Saturday 16 June 2012

Father's Day - A "Forgotten Holiday" ?


President Obama with his children

President Barack Obama says his wife told him to stop calling Father's Day a "forgotten holiday." The President had voiced the opinion that Mother's Day is more of a celebration than Father’s Day. However, Michelle Obama told him Mother's Day should be a bigger celebration because "every day is Father's Day" adding he is "always getting a treat."

President Obama with Michelle Obama

As Nicholas K. Geranios points out, in the 102 years since Father’s Day began being celebrated fatherhood has changed. He states that, according to the U.S. Census Bureau, in 2010 15 percent of single parents were men and there were 158,000 stay-at-home dads. The Census Bureau also said various reports showed that fathers were good about reading to their children, praising them at least three times a day and taking them on outings.  

In addition, according to Ruki Sayid in The Mirror, Dads spend a lot of their time giving their children lifts and collecting them from sports activities and hobbies. Research shows dads spend nearly an hour and a half each week waiting in cars, which equates to 22 days of their lives just hanging around. The survey, conducted for Sainsbury’s Bank, revealed that the drives allowed parents to spend quality time chatting to their children in the car.

However, Michael Gurian noted that 90 percent of homeless and runaway children, 71 percent of high school dropouts and 63 percent of young people who commit suicide came from fatherless homes. He is quoted as saying "Without fathers you would have no civilization.....If we don't protect fathering, we are going to really be messed up."

So where did Father’s Day start? Some people cite the  a church sermon made in West Virginia, USA in 1908 in memory of 362 men killed in explosions at the Fairmont Coal Company mines. However, this was intended as a commemoration, not an annual holiday.


Credit for the annual celebration is more usually attributed to  Mrs. Sonora Smart Dodd. She was married to John Bruce Dodd, one of the original founders of Ball & Dodd Funeral Home. They had a son, Jack Dodd, born in 1909.

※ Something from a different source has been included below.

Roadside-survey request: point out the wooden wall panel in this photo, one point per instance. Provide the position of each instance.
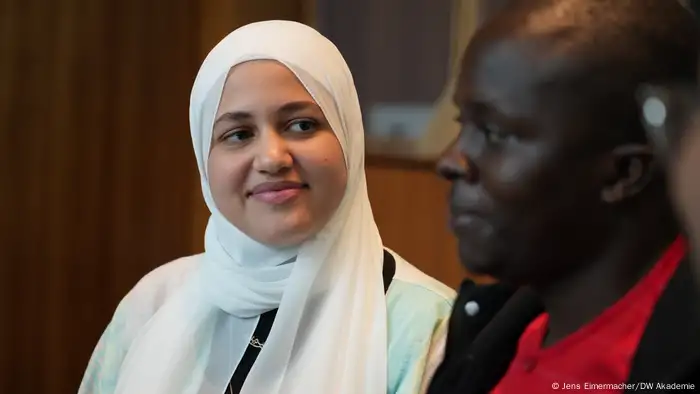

http://acelebrationofwomen.org/wp-content/uploads/2010/10/sonora_louise_smart_dodd.jpg
Mrs. Sonora Smart Dodd

Mrs. Dodd’s mother had died during childbirth, leaving her father, William Jackson Smart, to raise his five sons and daughter on his own.  In 1910, she attended a Mother’s Day church service and decided that her father had made just as much effort in raising the family as mothers did. She decided his efforts should be honoured in the same way – with a special day. Approaching the Spokane Ministerial Association and the local YMCA, Mrs Dodd’s asked them to support her proposal. Originally intended to take place on her father’s birthday, the celebration had to be postponed until the third Sunday of June. The first Fathers day celebration took place on 19th June 1910 in Spokane.
Father’s Day did not receive an immediate support. However, Newspapers picked up the story and spread it across the country. Mrs. Dodd’s campaign gained recognition from political leader William Jennings Bryan, who complimented her on her idea adding “too much emphasis cannot be placed upon the relation between parent and child."
President Woodrow Wilson


Attempts were made to make Father’s Day an official holiday by introducing a bill to Congress in 1913. It was approved by US President Woodrow Wilson, who went to Spokane to celebrate Father's Day in 1916.

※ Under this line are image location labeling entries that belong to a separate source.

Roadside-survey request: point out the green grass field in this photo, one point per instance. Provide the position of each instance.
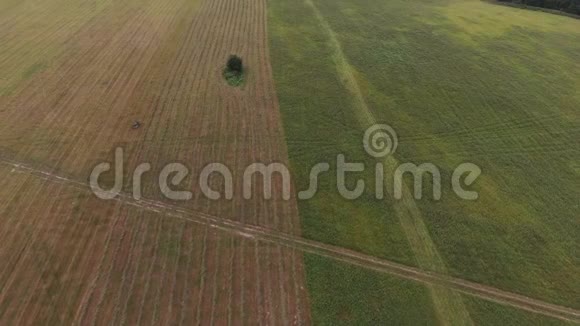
(460, 81)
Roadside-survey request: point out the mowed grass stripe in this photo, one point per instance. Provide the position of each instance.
(449, 305)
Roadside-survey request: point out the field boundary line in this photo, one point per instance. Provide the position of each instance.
(321, 249)
(449, 305)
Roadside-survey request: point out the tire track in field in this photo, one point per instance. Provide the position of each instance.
(449, 305)
(266, 235)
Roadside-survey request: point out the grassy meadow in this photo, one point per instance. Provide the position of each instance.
(460, 81)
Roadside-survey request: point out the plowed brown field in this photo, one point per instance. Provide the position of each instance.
(76, 81)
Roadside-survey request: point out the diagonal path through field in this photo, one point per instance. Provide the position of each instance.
(449, 305)
(245, 231)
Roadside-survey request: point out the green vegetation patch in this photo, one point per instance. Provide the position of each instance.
(343, 294)
(460, 81)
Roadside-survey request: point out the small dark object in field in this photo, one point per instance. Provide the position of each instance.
(235, 64)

However, Congress worried that the new holiday would be too commercialized and so defeated two attempts to formally recognize the holiday. However, stopping short of issuing a national proclamation, in 1924 US President Calvin Coolidge recommended that the day be observed by the nation. He suggested that states should hold their own Father’s Day observances. His formal proclamation designated the third Sunday in June as Father’s Day to “establish more intimate relations between fathers and their children and to impress upon fathers the full measure of their obligations.”
Following an accusation by Senator Margaret Chase Smith that Congress had been ignoring fathers for 40 years, in 1956/7 a Joint Resolution of Congress finally gave recognition to Father’s Day. In 1966, President Lyndon B. Johnson signed the first presidential proclamation honoring fathers, designating the third Sunday in June as Father’s Day. In 1972, President Richard Nixon made it a permanent national holiday by law.
The idea of celebrating Fathers day spread to the UK from America. However, it did not take off until the 1970’s, when the idea of equal rights was at the forefront of consciousness.

So wish your dad a Happy Father's Day tomorrow and show he is not forgotten!